Cabinet Office slapped with £500k fine after New Year Honours list data leak
The Cabinet Office has been fined £500,000 by the data protection watchdog after it leaked the addresses of prominent Brits on the 2020 New Year Honours list.
Big names to have their home addresses published on the government website included Elton John, TV chef Nadiya Hussain and NHS England’s then chief executive, Simon Stevens.
A file was published on gov.uk which contained the names and unredacted addresses of more than 1,000 people in the honours list.
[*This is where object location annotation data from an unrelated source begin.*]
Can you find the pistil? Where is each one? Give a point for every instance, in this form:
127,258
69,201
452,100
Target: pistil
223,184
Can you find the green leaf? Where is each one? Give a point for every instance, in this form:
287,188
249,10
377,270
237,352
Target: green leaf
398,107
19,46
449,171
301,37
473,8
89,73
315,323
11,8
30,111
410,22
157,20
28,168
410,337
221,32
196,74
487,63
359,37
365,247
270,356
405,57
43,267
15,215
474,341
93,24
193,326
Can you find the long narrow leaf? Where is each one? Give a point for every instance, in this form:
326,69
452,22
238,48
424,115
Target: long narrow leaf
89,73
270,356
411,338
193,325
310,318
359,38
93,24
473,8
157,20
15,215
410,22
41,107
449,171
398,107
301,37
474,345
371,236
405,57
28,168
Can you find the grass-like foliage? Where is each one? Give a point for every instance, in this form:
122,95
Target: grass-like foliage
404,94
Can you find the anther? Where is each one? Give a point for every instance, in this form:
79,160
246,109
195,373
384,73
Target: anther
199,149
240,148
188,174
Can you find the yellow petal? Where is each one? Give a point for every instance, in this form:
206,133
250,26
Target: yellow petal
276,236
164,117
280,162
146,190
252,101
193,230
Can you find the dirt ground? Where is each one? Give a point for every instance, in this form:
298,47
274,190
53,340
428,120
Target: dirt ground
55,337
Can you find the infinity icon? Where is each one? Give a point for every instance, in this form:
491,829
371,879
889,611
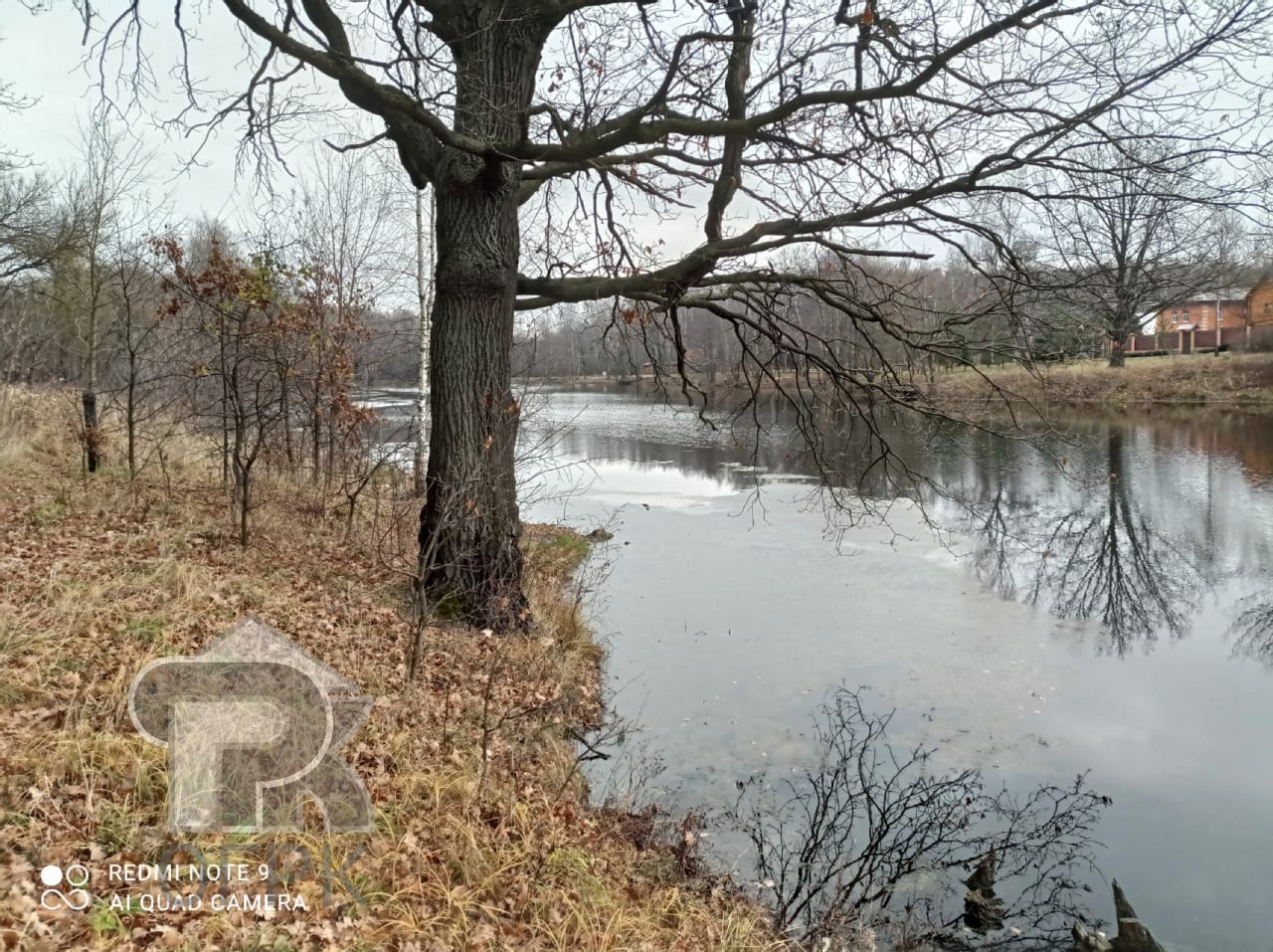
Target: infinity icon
76,875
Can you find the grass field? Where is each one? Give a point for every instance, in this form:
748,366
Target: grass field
484,838
1195,378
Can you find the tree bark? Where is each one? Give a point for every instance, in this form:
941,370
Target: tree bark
422,286
469,527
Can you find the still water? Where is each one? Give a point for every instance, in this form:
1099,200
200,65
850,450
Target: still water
1095,600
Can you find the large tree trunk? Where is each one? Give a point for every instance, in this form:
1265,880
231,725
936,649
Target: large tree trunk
469,528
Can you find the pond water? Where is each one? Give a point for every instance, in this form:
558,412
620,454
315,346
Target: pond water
1094,601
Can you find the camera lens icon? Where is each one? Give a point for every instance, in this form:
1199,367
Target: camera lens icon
76,875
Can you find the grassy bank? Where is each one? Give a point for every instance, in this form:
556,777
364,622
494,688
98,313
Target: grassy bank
1184,379
484,839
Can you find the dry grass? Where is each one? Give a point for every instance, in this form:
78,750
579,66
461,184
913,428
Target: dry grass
482,839
1196,378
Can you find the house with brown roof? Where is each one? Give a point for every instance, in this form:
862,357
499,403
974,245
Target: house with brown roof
1230,315
1204,312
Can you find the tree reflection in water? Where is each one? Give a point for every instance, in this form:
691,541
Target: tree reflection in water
875,838
1253,629
1099,559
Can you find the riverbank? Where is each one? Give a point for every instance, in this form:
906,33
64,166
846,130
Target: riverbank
484,837
1227,379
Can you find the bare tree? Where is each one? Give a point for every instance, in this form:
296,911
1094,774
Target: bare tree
424,267
568,140
111,173
1137,220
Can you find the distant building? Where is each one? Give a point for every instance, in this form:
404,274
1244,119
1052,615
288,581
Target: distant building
1228,317
1204,312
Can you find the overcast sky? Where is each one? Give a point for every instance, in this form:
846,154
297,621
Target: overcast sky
42,58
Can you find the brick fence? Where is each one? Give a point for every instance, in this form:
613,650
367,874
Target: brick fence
1189,341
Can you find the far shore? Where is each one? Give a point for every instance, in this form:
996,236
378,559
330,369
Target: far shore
1179,379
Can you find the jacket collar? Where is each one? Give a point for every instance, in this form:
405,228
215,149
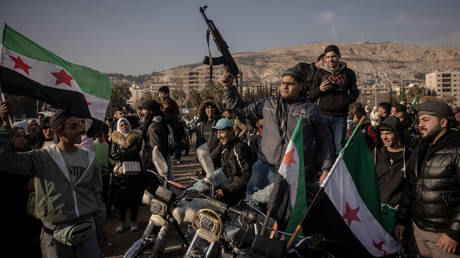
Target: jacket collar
56,156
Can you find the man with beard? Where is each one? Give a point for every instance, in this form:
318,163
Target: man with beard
334,89
431,195
280,114
47,132
68,187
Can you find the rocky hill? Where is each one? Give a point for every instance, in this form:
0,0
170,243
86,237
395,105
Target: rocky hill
390,61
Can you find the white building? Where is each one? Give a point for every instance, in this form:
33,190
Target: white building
445,84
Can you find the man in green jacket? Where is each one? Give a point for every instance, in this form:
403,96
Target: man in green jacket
67,184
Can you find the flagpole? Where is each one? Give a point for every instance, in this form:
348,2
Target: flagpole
299,227
10,122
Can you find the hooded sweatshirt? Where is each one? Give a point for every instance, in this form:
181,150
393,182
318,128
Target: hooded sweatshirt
335,101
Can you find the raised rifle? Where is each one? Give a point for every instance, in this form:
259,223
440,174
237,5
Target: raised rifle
226,59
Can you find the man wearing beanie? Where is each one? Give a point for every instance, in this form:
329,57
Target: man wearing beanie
334,89
280,114
431,197
154,133
68,187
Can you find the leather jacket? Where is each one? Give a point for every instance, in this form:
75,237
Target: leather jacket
431,195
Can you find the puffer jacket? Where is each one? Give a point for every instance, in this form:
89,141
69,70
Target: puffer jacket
431,196
274,141
337,100
237,163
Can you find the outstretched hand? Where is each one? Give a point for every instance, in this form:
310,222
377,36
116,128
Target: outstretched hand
227,79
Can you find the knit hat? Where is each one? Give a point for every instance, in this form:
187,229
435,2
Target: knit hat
151,105
222,124
436,108
296,73
59,118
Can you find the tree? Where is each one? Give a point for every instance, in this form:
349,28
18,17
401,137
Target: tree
414,92
449,99
215,91
179,96
120,96
21,106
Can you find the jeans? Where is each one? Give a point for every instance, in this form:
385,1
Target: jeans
262,175
339,130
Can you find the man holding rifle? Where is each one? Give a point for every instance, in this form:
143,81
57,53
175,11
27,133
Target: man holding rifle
280,114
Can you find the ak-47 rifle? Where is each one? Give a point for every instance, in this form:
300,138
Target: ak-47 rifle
226,59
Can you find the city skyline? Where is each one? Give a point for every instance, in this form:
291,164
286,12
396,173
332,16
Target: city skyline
144,36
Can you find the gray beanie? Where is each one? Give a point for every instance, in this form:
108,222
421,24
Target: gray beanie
436,108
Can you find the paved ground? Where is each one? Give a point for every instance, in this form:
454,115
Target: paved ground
121,242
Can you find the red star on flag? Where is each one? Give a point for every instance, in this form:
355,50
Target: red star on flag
63,77
379,246
19,64
288,158
351,214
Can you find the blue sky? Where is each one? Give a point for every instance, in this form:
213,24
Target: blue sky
141,36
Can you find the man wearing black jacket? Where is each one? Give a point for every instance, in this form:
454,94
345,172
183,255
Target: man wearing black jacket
431,195
309,70
334,89
237,161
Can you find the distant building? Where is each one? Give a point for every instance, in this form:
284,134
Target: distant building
198,77
373,95
445,84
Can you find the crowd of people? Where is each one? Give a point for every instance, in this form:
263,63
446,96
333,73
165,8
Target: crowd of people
60,178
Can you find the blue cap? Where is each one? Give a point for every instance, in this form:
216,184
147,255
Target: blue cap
222,124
It included senior counter-terrorism officers, as well as celebrities.
The Information Commissioner’s Office (ICO) said there was a failure to “put appropriate technical and organisational measures in place” to prevent the leaking of data on 27 December 2019.
The error occurred following the Cabinet Office’s introduction of a new IT system to process the public nominations, which was set up incorrectly.
The data was available online for a period of two hours and 21 minutes and it was accessed 3,872 times.
ICO received three complaints from affected individuals who raised personal safety concerns while the Cabinet Office was also contacted by 27 individuals with similar concerns.
Steve Eckersley, ICO’s director of investigations, said the department’s “complacency and failure” led to people being “potentially exposed to the risk of identity fraud and threats to their personal safety.”
He added: “When data breaches happen, they have real life consequences. In this case, more than 1,000 people were affected. At a time when they should have been celebrating and enjoying the announcement of their honour, they were faced with the distress of their personal details being exposed.”
Dan Middleton, regional UK vice president at storage software company Veeam, called the data breach “particularly concerning” giving the high-profile names and occupations of those involved, including a number of Ministry of Defence employees.
He added: “It doesn’t matter if a data breach or service disruption is caused by a cyber-attack, or even the actions of an overworked employee making a mistake – these kinds of incidents can be a real breach of trust and the fines send a clear image that no one is above the ICO’s remit.”